Iran's reluctance to engage goes deeper: “Tehran cannot come to terms with Washington without risking an internal identity and legitimacy crisis.” Animosity towards America is written into the Islamic Republic's DNA. If the relationship is restored, “we will dissolve ourselves,” admits Amir Mohebian, an Iranian conservative.
But diplomacy with Iran, maintains Mr Parsi, has never been pursued to the point of exhaustion. Look at Libya (before the recent uprising), Vietnam and Northern Ireland, he insists, and the painstaking years of quiet discussions with each of them. The talks between America and Iran, a few weeks here, a fortnight there, have never matched that.

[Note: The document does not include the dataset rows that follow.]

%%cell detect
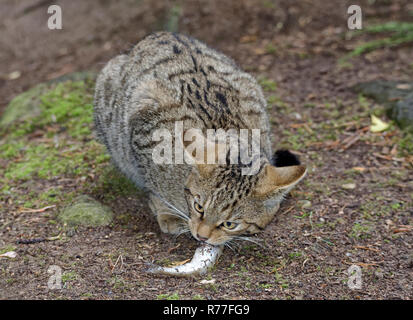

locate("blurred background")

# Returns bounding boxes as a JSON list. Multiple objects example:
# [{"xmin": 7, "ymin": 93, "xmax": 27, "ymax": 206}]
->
[{"xmin": 0, "ymin": 0, "xmax": 413, "ymax": 115}]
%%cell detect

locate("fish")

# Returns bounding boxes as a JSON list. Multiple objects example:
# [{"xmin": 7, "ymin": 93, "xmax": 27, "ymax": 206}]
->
[{"xmin": 146, "ymin": 243, "xmax": 224, "ymax": 277}]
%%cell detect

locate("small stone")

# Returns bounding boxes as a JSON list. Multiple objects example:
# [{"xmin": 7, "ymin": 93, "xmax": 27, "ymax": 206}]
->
[
  {"xmin": 7, "ymin": 71, "xmax": 22, "ymax": 80},
  {"xmin": 298, "ymin": 200, "xmax": 312, "ymax": 209},
  {"xmin": 58, "ymin": 196, "xmax": 113, "ymax": 227},
  {"xmin": 341, "ymin": 183, "xmax": 356, "ymax": 190},
  {"xmin": 199, "ymin": 279, "xmax": 215, "ymax": 284},
  {"xmin": 374, "ymin": 270, "xmax": 384, "ymax": 279}
]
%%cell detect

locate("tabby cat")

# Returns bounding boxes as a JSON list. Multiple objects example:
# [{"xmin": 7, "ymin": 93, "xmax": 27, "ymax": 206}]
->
[{"xmin": 94, "ymin": 32, "xmax": 306, "ymax": 245}]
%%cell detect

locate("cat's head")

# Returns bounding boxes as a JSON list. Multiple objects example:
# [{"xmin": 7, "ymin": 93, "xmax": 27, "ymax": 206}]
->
[{"xmin": 185, "ymin": 134, "xmax": 306, "ymax": 245}]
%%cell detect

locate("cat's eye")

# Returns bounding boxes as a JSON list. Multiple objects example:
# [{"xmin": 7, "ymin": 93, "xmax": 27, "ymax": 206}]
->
[
  {"xmin": 194, "ymin": 202, "xmax": 204, "ymax": 215},
  {"xmin": 221, "ymin": 221, "xmax": 238, "ymax": 230}
]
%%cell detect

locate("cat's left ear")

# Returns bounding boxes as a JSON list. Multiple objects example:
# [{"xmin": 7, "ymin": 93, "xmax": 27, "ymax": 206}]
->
[{"xmin": 253, "ymin": 164, "xmax": 307, "ymax": 199}]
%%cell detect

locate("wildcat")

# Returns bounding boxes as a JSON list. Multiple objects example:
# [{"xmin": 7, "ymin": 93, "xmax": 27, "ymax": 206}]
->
[{"xmin": 94, "ymin": 32, "xmax": 306, "ymax": 245}]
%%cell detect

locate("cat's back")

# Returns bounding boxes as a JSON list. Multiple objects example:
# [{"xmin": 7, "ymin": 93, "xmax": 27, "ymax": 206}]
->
[{"xmin": 95, "ymin": 32, "xmax": 271, "ymax": 195}]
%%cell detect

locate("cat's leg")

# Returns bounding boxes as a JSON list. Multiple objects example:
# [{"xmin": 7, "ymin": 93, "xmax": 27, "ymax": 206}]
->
[{"xmin": 149, "ymin": 196, "xmax": 187, "ymax": 234}]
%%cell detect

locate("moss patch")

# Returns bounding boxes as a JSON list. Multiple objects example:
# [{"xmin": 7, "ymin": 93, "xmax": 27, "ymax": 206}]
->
[{"xmin": 58, "ymin": 196, "xmax": 113, "ymax": 227}]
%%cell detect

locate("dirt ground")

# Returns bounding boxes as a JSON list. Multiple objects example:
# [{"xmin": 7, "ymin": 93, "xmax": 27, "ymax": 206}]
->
[{"xmin": 0, "ymin": 0, "xmax": 413, "ymax": 299}]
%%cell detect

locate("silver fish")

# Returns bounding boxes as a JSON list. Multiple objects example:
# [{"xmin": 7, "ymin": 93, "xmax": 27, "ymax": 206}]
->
[{"xmin": 147, "ymin": 244, "xmax": 224, "ymax": 277}]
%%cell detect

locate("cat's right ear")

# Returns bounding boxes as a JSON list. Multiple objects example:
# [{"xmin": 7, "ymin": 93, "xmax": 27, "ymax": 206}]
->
[{"xmin": 254, "ymin": 164, "xmax": 307, "ymax": 199}]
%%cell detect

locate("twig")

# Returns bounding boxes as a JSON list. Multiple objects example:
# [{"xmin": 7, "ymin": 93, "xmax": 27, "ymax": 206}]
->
[
  {"xmin": 19, "ymin": 205, "xmax": 56, "ymax": 213},
  {"xmin": 354, "ymin": 246, "xmax": 380, "ymax": 252},
  {"xmin": 16, "ymin": 234, "xmax": 60, "ymax": 244}
]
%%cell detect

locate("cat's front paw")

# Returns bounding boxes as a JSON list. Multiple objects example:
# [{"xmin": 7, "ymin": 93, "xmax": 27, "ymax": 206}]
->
[{"xmin": 156, "ymin": 213, "xmax": 184, "ymax": 234}]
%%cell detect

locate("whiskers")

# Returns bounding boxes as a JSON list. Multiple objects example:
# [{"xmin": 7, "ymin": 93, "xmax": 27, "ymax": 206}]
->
[{"xmin": 174, "ymin": 223, "xmax": 191, "ymax": 240}]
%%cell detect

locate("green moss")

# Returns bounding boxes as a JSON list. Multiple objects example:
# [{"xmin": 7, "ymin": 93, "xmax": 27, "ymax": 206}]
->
[
  {"xmin": 58, "ymin": 196, "xmax": 113, "ymax": 227},
  {"xmin": 156, "ymin": 293, "xmax": 181, "ymax": 300},
  {"xmin": 0, "ymin": 84, "xmax": 47, "ymax": 128}
]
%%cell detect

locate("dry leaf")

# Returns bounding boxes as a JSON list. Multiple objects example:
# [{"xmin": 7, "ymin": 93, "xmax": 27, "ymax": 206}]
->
[
  {"xmin": 0, "ymin": 251, "xmax": 17, "ymax": 259},
  {"xmin": 370, "ymin": 114, "xmax": 390, "ymax": 132},
  {"xmin": 341, "ymin": 183, "xmax": 356, "ymax": 190}
]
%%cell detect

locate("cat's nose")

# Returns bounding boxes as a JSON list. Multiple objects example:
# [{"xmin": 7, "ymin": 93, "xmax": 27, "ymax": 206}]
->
[{"xmin": 196, "ymin": 233, "xmax": 208, "ymax": 241}]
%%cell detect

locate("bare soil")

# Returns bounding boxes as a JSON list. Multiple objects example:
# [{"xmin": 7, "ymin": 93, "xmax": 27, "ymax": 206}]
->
[{"xmin": 0, "ymin": 0, "xmax": 413, "ymax": 299}]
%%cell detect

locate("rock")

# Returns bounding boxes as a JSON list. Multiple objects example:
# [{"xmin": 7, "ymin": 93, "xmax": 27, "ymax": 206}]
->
[
  {"xmin": 297, "ymin": 200, "xmax": 312, "ymax": 209},
  {"xmin": 353, "ymin": 80, "xmax": 413, "ymax": 130},
  {"xmin": 58, "ymin": 196, "xmax": 113, "ymax": 227}
]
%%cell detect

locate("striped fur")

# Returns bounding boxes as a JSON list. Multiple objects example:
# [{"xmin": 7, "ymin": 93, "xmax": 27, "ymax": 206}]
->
[{"xmin": 94, "ymin": 32, "xmax": 304, "ymax": 244}]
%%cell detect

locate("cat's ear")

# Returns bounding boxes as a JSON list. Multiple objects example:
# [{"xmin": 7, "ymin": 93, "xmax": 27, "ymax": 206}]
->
[
  {"xmin": 182, "ymin": 130, "xmax": 221, "ymax": 177},
  {"xmin": 254, "ymin": 164, "xmax": 307, "ymax": 199}
]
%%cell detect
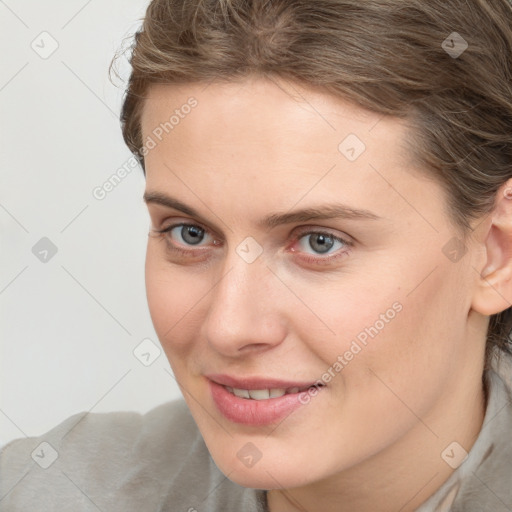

The approach has focused on the nuclear issue to the exclusion of all others, a take-it-or-leave-it attitude that has always been doomed. Negotiations such as these succeed not because the proposals are flawless or because both sides play fair, but “because the many flaws associated with the talks are overcome by the political will to reach a solution”.
That political will, says Mr Parsi, has been absent. The mutual mistrust has left no margin for error. Neither has seen any domestic political benefit in pushing for a serious settlement. And now, with the tick-tocking of the nuclear clock growing ever more insistent, reconciliation looks less and less likely. The enmity between America and Iran, stoked by three decades of demonising each other, is no longer a phenomenon, concludes Mr Parsi. “It is an institution.”